Le Saint Thomas de Vélasquez à Orléans : itinéraire d’un chef-d’oeuvre

« Dans la poussière de Séville… sur les traces du Saint Thomas de Vélazquez » : L’exposition-dossier présentée au musée des Beaux-Arts d’Orléans jusqu’au 14 novembre 2021 reconstitue l’histoire de ce célèbre tableau acquis au XIXe siècle par le musée. Attribué dans un premier temps à  Murillo, ce n’est que dans les années 1920 qu’il le sera officiellement à Velazquez (1599–1660). Un siècle plus tard, c’est un Saint Thomas récemment restauré que découvre le visiteur, avec une dizaine d’oeuvres d’autres artistes qui offrent un éclairage sur les sources et le contexte de création du tableau de Velazquez.
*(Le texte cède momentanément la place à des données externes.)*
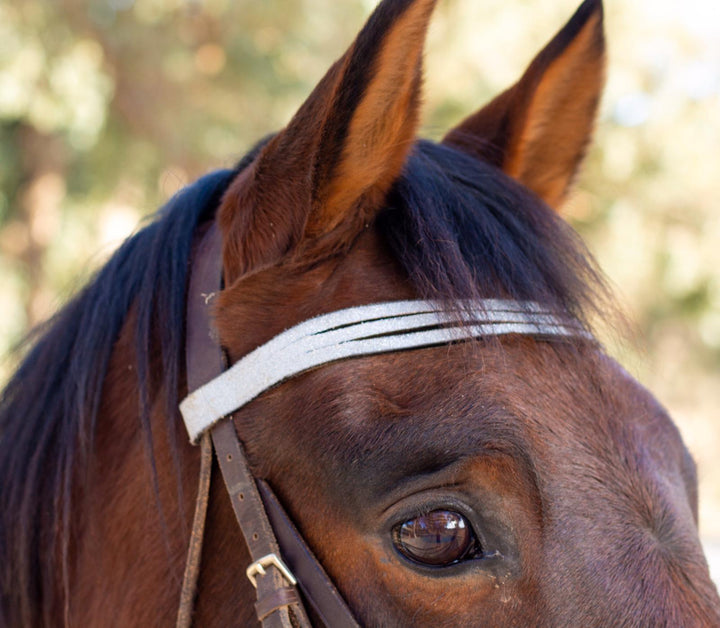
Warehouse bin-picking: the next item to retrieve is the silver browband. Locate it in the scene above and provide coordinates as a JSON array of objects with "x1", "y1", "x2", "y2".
[{"x1": 180, "y1": 299, "x2": 589, "y2": 443}]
À voir jusqu’au 14 novembre 2021.

« Dans la poussière de Séville… », car c’est là que tout commence. Si Velasquez est aujourd’hui célèbre en tant que peintre de Philippe IV à Madrid, en 1620 il n’a qu’une vingtaine d’années et est encore à Séville, sa ville natale. Entré en 1610 dans l’atelier de Francisco Pacheco (1564-1644), peintre, théoricien de l’art et théologien espagnol, il a été reçu en 1617 dans la corporation des peintres. C’est par Séville donc que commence l’exposition avec une vaste vue panoramique de la Puera de America, la ville portuaire étant alors le lien unique de l’Europe avec les Amériques. « Séville est le meilleur maître de Velasquez, explique Corentin Dury, conservateur des collections anciennes du musée d’Orléans et commissaire de l’exposition, tout y est réuni pour que le jeune peintre dispose d’une fenêtre large sur l’histoire et les expérimentations artistiques qui marquent l’Europe du tournant 1600 ». Velasquez quittera sa ville natale en 1623 pour entrer au service du roi à Madrid.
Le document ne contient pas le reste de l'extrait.